Becoming serpent: Mapping coils of paranoia in a neocolonial security state.
In an effort to understand the paranoia of disturbing expressions of white supremacy within present-day US, my PhD entered enter a transnational program of research to pre-empt psychosis. With interviews, participant observation, scientific artifacts, reflexive journaling, and public art, I put forth what I term psycurity – an abstract machine that channels paranoia, itself emerging out of a colonial desire-to-know entangled with a fear of ‘regressing’. I map how, within psycurity assemblages, this dis-ease of white supremacy is able to hide as reasonable suspicion, predict the future, brand threatening bodies, and grow through fear, thereby making up the undulating coils of a neocolonial security state. Recognizing that this itself is a ‘paranoid reading’ of the present moment, I then reclaim my own response/ability as a critical scholar by also doing a ‘reparative reading’ of psycurity.
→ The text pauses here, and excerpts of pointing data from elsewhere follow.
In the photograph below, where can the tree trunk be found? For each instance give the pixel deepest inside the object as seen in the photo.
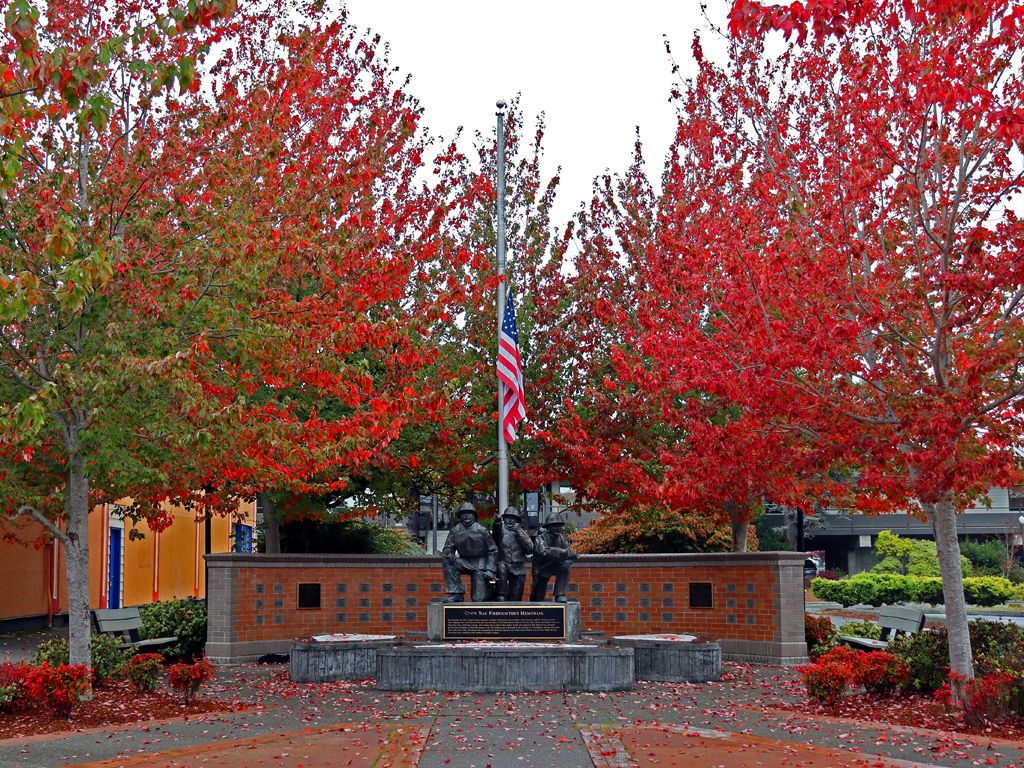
(943, 518)
(271, 529)
(77, 558)
(739, 524)
(740, 528)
I join with decolonial and feminist scholarship to ‘re-turn’ paranoia’s more-than-human roots, ultimately arguing that making spaces of and for participation, listening, and mystery could transform the paranoia of psycurity into yearning, a sense of other possible worlds, here-now. At once critical and creative, paranoid and reparative, representational and non-representational, this research unsettles the coloniality of not only psycurity, but psy inquiry too.
This project became the basis for a monograph that came out with Routledge in 2019.